Interprètes actuels

Nicolas Horvath, pianiste singulier

Deux événements culturels récents confirment, s'il en était besoin, que le piano français se porte bien. A deux années de distance, Alexandre Kantorow et Jonathan Fournel ont triomphé lors des épreuves finales des deux concours internationaux les plus prestigieux, respectivement le "Tchaïkovsky" à Moscou, en 2019, et le "Reine Elisabeth", à Bruxelles, en 2021.

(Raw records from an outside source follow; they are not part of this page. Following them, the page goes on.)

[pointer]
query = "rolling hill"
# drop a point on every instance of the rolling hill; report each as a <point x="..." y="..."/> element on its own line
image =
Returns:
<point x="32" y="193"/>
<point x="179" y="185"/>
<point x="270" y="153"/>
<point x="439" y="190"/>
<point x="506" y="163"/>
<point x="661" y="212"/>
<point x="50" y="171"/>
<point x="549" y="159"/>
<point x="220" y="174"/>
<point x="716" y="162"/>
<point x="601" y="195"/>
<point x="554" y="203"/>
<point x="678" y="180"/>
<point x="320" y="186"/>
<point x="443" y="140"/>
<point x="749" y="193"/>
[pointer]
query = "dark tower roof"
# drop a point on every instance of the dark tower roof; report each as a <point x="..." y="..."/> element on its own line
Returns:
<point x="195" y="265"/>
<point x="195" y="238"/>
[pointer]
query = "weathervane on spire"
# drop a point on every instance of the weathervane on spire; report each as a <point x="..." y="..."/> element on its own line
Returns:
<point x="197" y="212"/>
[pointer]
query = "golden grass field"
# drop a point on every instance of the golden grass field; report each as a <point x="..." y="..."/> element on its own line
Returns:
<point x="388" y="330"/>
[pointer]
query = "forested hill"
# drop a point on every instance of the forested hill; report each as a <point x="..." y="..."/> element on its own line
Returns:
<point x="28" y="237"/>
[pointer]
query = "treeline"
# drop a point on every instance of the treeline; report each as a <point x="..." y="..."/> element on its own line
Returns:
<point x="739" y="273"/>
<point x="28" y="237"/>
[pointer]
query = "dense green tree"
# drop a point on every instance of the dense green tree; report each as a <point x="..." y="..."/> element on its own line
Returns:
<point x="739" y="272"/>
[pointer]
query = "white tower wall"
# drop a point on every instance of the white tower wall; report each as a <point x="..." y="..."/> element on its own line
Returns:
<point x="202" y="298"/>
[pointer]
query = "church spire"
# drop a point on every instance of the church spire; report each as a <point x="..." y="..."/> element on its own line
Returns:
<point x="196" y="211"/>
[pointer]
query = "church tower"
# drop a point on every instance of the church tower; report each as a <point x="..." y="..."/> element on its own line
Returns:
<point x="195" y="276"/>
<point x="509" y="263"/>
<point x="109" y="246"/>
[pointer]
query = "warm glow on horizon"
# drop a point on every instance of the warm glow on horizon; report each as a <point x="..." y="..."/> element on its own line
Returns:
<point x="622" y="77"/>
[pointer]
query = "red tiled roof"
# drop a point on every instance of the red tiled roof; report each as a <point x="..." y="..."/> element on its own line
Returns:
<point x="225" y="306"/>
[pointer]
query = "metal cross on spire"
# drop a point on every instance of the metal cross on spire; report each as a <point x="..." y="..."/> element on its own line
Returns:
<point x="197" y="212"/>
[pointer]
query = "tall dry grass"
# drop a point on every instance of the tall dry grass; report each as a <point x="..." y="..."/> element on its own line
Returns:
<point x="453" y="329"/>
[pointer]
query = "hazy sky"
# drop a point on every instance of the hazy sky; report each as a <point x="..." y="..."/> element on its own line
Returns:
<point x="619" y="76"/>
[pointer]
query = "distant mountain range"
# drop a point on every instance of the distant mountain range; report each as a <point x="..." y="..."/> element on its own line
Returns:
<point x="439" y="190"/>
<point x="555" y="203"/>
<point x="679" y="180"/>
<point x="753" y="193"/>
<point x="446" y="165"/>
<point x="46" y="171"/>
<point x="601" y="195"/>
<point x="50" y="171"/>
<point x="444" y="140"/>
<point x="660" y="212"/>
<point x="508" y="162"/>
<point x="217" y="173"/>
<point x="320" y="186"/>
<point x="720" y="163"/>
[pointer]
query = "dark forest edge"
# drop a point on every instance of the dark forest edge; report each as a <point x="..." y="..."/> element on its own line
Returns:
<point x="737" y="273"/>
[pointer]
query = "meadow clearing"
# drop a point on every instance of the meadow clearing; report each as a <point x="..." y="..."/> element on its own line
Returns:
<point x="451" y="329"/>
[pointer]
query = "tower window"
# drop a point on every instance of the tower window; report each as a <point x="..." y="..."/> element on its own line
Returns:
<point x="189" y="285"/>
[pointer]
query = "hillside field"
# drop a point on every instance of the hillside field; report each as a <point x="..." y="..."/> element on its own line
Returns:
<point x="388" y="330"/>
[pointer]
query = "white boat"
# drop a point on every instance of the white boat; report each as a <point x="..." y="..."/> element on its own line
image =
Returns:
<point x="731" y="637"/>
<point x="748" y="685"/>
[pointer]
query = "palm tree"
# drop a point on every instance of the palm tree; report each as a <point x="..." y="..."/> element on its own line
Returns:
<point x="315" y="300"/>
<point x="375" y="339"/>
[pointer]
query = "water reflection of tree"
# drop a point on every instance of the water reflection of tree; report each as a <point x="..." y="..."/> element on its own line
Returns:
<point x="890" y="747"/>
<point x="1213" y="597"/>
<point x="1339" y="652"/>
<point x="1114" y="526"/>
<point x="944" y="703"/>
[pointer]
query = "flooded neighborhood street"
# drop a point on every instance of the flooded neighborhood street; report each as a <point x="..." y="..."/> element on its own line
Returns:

Briller dans un grand concours n'est ni nécessaire ni suffisant pour réussir une carrière de soliste ou de concertiste. Plus d'un musicien actuellement célèbre (Anne-Sophie Mutter, Hilary Hahn, Piotr Anderszewski, Leif Ove Andsnes, ...) n'y a de fait jamais mis les pieds, propulsé dans le circuit par la grâce d'un talent naturel reconnu par les bonnes personnes aux bons moments. A contrario, on a connu des candidats évincés lors d'épreuves éliminatoires qui ont plutôt bien tiré leur épingle du jeu par la suite.

Remporter une épreuve importante ne suffit pas, encore faut-il confirmer sur le long terme. Or on ne peut prédire avec certitude comment va évoluer la carrière d'un musicien professionnel tant la pression extérieure peut s'avérer stimulante ou destructrice. La vie de soliste itinérant abonde en contraintes matérielles qu'il faut pouvoir gérer aux quatre coins de la planète. Au plan artistique, se construire un répertoire et y apporter une touche personnelle est un autre défi. Défendre les chefs-d'oeuvre du passé est un objectif louable mais il requiert de prendre des risques calculés sous peine de pâtir de comparaisons avec tant d'interprétations illustres qui hantent les mémoires mélomanes.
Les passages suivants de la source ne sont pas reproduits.